Matthias Lepiller

Personal information
- Date of birth: 12 June 1988 (age 37)
- Place of birth: Le Havre, France
- Height: 1.82 m (6 ft 0 in)
- Position: Forward

Youth career
- 2003–2004: Le Havre

Senior career*
- Years: Team / Apps / (Gls)
- 2004–2006: Le Havre / 2 / (0)
- 2006–2012: Fiorentina / 0 / (0)
- 2008–2009: → Grasshopper (loan) / 4 / (0)
- 2009–2011: → Eupen (loan) / 37 / (13)
- 2011–2012: → Verona (loan) / 13 / (4)
- 2012–2014: Novara / 45 / (7)
- 2014–2015: Juve Stabia / 11 / (1)

= Matthias Lepiller =

French footballer (born 1988)

Matthias Lepiller (born 12 June 1988) is a French footballer who plays at forward position.

== Career ==

===Le Havre===
He made two appearances for Le Havre AC before joining ACF Fiorentina at age of 18 on free transfer in 2006. He made his Ligue 2 debut against AS Nancy, 3 December 2004.

===Fiorentina===
In July 2008 he rejected a transfer to Queens Park Rangers on loan. In August was loaned out to Grasshopper-Club Zürich, he turned back on 12 January 2009 to ACF Fiorentina. The French player was then loaned out to K.A.S. Eupen from 2009 to 2011 and subsequently to Verona.

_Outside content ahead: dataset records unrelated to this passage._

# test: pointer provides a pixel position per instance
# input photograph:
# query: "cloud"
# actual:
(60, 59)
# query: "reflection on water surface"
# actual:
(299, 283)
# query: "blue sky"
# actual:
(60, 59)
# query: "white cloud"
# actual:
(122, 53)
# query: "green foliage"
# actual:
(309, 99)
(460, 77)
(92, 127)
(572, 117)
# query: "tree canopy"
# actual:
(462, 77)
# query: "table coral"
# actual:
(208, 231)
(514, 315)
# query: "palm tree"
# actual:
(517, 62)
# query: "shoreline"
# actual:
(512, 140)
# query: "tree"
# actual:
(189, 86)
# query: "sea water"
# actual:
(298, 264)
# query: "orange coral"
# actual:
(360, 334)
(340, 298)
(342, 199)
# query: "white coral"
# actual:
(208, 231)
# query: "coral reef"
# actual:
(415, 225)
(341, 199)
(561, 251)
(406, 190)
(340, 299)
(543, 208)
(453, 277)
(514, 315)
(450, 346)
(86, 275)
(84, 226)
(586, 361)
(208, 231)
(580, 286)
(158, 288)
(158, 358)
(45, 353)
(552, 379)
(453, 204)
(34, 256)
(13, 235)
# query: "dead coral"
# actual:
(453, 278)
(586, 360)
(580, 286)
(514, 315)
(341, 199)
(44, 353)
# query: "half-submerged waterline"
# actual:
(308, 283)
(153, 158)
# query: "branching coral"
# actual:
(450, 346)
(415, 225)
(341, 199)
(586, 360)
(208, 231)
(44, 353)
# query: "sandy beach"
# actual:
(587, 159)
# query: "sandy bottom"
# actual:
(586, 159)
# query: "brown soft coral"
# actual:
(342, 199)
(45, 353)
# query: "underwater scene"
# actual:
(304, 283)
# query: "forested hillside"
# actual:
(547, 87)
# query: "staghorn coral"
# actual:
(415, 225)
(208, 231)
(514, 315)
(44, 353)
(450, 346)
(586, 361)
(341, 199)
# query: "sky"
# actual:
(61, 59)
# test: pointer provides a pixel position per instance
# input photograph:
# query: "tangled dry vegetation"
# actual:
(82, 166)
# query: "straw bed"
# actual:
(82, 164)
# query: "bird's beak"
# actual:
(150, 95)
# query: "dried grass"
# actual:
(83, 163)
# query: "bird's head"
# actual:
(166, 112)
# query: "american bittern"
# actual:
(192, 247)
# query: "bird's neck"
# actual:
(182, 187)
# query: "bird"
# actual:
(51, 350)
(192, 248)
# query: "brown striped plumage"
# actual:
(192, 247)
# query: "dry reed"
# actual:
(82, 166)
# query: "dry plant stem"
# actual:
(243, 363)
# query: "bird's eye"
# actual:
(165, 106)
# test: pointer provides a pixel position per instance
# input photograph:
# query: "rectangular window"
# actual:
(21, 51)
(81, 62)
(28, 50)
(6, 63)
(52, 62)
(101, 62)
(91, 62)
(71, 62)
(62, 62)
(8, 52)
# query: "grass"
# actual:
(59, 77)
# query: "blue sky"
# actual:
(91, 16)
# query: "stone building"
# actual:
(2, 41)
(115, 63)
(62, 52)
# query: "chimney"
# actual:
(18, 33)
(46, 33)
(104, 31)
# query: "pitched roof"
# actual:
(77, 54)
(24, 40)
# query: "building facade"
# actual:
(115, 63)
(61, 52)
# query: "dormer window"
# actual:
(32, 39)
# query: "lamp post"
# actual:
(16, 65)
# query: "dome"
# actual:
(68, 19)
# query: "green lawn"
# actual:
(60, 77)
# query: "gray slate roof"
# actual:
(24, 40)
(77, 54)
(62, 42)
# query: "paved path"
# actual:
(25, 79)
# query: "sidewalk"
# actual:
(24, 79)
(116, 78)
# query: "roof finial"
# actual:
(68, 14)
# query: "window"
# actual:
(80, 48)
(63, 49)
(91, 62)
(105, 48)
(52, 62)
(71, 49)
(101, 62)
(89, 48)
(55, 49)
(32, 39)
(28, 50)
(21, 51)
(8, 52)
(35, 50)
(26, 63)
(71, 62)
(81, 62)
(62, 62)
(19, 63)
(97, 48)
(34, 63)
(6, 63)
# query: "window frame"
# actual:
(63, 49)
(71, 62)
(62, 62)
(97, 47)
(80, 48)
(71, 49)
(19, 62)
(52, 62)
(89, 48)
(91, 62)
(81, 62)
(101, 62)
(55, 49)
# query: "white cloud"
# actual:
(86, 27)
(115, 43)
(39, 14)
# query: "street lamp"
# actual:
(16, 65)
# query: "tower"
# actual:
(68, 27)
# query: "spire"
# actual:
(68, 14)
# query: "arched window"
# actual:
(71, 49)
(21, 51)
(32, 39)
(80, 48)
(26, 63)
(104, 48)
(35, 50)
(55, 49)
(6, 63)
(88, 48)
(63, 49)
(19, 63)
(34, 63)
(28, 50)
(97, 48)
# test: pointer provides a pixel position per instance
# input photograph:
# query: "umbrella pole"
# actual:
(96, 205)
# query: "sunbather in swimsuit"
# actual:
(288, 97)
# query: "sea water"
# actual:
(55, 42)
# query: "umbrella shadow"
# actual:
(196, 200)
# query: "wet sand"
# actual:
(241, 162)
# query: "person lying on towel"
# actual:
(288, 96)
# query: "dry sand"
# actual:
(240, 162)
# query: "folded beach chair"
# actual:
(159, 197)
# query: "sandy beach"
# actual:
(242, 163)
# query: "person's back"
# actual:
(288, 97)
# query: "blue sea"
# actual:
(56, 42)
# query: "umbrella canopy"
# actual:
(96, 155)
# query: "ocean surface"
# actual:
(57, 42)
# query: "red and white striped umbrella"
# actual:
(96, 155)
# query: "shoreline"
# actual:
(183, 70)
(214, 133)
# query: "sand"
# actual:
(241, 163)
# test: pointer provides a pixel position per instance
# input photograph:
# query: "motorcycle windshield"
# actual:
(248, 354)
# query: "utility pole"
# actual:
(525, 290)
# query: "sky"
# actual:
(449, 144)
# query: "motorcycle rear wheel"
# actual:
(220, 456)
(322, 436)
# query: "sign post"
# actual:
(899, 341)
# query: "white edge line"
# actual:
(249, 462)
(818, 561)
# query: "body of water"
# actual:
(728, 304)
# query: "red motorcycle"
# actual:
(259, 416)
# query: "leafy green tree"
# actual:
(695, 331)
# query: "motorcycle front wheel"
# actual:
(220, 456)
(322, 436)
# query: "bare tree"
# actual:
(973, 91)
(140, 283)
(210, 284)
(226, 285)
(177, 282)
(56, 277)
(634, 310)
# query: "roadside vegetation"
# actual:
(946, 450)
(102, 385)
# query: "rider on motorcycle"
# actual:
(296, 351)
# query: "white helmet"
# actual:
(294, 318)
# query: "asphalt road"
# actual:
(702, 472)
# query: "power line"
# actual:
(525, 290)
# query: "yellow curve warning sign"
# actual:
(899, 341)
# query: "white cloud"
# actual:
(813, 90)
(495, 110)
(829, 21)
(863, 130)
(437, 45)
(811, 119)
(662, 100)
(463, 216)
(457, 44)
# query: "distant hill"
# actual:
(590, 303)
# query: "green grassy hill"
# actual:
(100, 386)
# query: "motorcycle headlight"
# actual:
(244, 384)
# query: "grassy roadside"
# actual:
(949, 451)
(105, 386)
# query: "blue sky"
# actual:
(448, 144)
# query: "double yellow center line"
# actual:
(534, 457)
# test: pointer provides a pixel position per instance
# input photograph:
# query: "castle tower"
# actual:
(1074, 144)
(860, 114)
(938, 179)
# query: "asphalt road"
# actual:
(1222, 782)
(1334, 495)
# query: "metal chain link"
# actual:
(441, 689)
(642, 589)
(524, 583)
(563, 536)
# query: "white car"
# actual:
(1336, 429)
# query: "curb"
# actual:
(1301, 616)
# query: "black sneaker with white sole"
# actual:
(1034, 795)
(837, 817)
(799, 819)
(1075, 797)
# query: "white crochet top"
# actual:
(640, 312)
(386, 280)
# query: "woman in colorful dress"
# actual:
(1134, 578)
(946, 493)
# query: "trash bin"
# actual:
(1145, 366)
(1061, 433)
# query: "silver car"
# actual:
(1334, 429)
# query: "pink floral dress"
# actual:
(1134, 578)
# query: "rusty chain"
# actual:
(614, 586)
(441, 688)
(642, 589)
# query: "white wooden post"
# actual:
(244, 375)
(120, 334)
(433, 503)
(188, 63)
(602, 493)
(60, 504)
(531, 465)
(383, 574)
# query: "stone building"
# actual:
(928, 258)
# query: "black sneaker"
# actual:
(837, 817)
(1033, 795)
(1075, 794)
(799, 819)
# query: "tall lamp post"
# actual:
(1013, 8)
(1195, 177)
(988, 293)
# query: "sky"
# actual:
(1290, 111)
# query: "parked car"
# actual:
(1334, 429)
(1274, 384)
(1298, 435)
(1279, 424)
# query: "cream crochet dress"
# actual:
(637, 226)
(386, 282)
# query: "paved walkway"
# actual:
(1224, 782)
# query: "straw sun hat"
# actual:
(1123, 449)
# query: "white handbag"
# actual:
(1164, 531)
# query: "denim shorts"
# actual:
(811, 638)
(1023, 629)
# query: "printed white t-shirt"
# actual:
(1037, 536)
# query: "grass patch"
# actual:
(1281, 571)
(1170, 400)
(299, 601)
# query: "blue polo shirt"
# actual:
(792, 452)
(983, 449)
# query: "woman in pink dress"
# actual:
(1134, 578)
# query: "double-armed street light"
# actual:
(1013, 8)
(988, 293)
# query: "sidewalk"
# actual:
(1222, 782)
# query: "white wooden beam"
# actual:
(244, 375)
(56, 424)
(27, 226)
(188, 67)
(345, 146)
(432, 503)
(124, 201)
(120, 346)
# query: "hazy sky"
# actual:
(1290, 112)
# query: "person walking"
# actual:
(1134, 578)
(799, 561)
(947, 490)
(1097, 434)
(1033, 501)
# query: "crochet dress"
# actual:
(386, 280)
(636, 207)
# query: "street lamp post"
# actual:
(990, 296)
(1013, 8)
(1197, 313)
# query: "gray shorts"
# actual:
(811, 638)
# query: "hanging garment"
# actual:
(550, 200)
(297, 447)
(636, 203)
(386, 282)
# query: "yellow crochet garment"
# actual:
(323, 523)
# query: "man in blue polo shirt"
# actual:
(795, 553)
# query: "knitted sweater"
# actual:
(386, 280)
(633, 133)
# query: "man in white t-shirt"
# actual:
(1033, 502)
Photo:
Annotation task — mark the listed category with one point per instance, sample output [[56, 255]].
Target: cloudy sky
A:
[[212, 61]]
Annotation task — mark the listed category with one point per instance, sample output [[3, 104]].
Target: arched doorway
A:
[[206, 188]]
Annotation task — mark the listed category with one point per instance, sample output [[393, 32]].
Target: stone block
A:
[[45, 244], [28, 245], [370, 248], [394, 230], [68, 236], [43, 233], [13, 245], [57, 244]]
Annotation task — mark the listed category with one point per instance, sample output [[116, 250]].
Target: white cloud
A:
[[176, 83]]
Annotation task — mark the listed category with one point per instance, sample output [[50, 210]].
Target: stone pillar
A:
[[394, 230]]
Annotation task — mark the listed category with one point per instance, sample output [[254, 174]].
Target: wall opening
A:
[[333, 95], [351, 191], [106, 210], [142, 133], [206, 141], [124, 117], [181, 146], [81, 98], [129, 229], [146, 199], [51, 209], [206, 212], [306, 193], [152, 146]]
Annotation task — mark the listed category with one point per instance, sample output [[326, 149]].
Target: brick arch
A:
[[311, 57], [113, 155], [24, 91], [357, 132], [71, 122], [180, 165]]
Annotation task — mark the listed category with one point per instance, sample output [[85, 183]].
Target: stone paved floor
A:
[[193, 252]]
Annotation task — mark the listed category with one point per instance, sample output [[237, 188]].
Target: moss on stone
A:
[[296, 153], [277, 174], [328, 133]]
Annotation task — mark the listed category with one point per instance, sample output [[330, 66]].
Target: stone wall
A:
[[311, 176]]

On 16 September 2009, it was announced that Fiorentina was ordered by FIFA to pay Le Havre €600,000 for signing Lepiller in 2006. La viola appealed, but the Court of Arbitration for Sport upheld the decision.

===Novara ===
On 30 August 2012, Lepiller joined Serie B side Novara Calcio.

===Juve Stabia===
In summer 2014 he was signed by Juve Stabia. In 2015, after the closure of January transfer window, Lepiller was released.